26 April 2013
An Explanation Of My Absence
Reading a 962 page library book.
Busy busy busy.
Running for the library board.
Busy busy busy.
Discovering rot underneath the failed stucco while the house is being worked on.
Busy busy busy.
(Unbloggable.)
Busy busy busy.
Having a much-needed and totally fun party to show off the WiiU and drink wine with friends on a Saturday night. (Thanks, Nintendo!)
Busy busy busy.
18 April 2013
Guns, Furious
Liz Gumbinner, a/k/a Mom-101, is furious too, and has a list of things you can do.
Me, I used the list of twitter handles that the Huffington Post helpfully published, and sent a tweet to every single senator on that list - even though none of them represent me. Pissing in the wind, I'm sure, but at least I felt like I'd done something.
Remember Network?

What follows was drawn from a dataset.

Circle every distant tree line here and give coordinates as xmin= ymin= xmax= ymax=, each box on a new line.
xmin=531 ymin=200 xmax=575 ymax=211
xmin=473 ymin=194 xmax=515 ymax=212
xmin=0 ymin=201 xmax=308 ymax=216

Even if you never saw the movie, you've probably heard the quote:
I want you to get up right now, sit up, go to your windows, open them and stick your head out and yell - 'I'm as mad as hell and I'm not going to take this anymore!' Things have got to change. But first, you've gotta get mad!... You've got to say, 'I'm as mad as hell, and I'm not going to take this anymore!' Then we'll figure out what to do about the depression and the inflation and the oil crisis. But first get up out of your chairs, open the window, stick your head out, and yell, and say it: "I'M AS MAD AS HELL, AND I'M NOT GOING TO TAKE THIS ANYMORE!"
So, whatcha gonna do?
12 April 2013
Good Wives
I mean, not that I have anything against puff paste - other than I think it's often used as a misguided replacement for pie crust and is better suited to palmiers and vol-au-vents - but um, Good Wives? What the hell is a good wife?
Good: a general term of approval or commendation, meaning "as it should be" or "better than average"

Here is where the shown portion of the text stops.